Look at the math. It doesn't add up. I'm not saying he did it wrong. I'm saying that there is something here that is not being brought up that would allow him to actually do this on any regular basis. It has nothing to do with how I play.

1) "Contradictory" means "mutually opposed or inconsistent", not "mutually exclusionary". The fact is, we regularly went into encounters low on HP, and having gotten through one, continued to play through to yet another, etc., until we felt we could go no further. The decision point would be how far we thought we could go away from an area we had picked out to be a "safe" camp. This sometimes meant my Whip & ShSwd wielding Ftr/Rgr/Diviner/SpSword was the front-line fighter while we fought our way back because the main fighter was barely still in double-digit HPs.
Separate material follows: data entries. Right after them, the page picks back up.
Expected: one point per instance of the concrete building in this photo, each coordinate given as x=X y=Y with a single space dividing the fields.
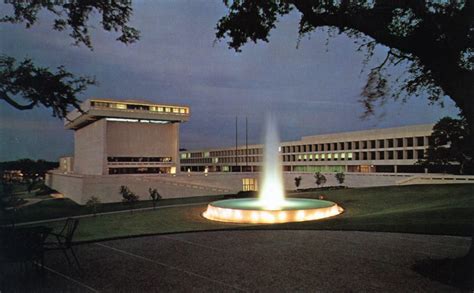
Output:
x=136 y=144
x=125 y=137
x=389 y=150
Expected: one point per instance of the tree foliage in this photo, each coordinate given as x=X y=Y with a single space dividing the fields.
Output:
x=298 y=181
x=34 y=85
x=340 y=177
x=432 y=41
x=40 y=86
x=155 y=196
x=450 y=145
x=73 y=16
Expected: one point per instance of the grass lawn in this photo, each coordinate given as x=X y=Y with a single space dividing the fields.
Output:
x=60 y=208
x=427 y=209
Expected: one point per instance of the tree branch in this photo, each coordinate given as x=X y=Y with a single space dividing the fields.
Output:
x=13 y=103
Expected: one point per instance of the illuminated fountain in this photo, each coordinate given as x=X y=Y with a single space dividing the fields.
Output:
x=271 y=206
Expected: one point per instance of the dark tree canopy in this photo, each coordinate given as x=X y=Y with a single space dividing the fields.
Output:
x=25 y=85
x=433 y=40
x=74 y=16
x=35 y=86
x=450 y=145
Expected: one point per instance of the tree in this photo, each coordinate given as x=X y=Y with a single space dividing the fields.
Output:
x=340 y=177
x=320 y=178
x=155 y=196
x=35 y=85
x=128 y=197
x=298 y=182
x=430 y=41
x=93 y=204
x=449 y=145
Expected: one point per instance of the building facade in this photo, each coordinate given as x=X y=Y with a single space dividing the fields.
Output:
x=124 y=137
x=389 y=150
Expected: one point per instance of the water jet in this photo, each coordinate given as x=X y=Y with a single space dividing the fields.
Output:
x=271 y=206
How many PC's are you playing with? Because if you have only one character standing in the front, he dies. End of story. 3e bad guys just do that much damage.

2) If by "core healer", you mean "single class full divine caster", then no, we rarely had one. We had 2 different players at 2 different times play a Druid and a Favored Soul, and only for 2-3 months each...and we only had 2 gaming sessions per month max.

But, that's the point. If you're down to 20% HP after a fight, then the casters have to blow healing spells to keep you going. Why aren't you dying like flies if you actually go into combat at 20% HP?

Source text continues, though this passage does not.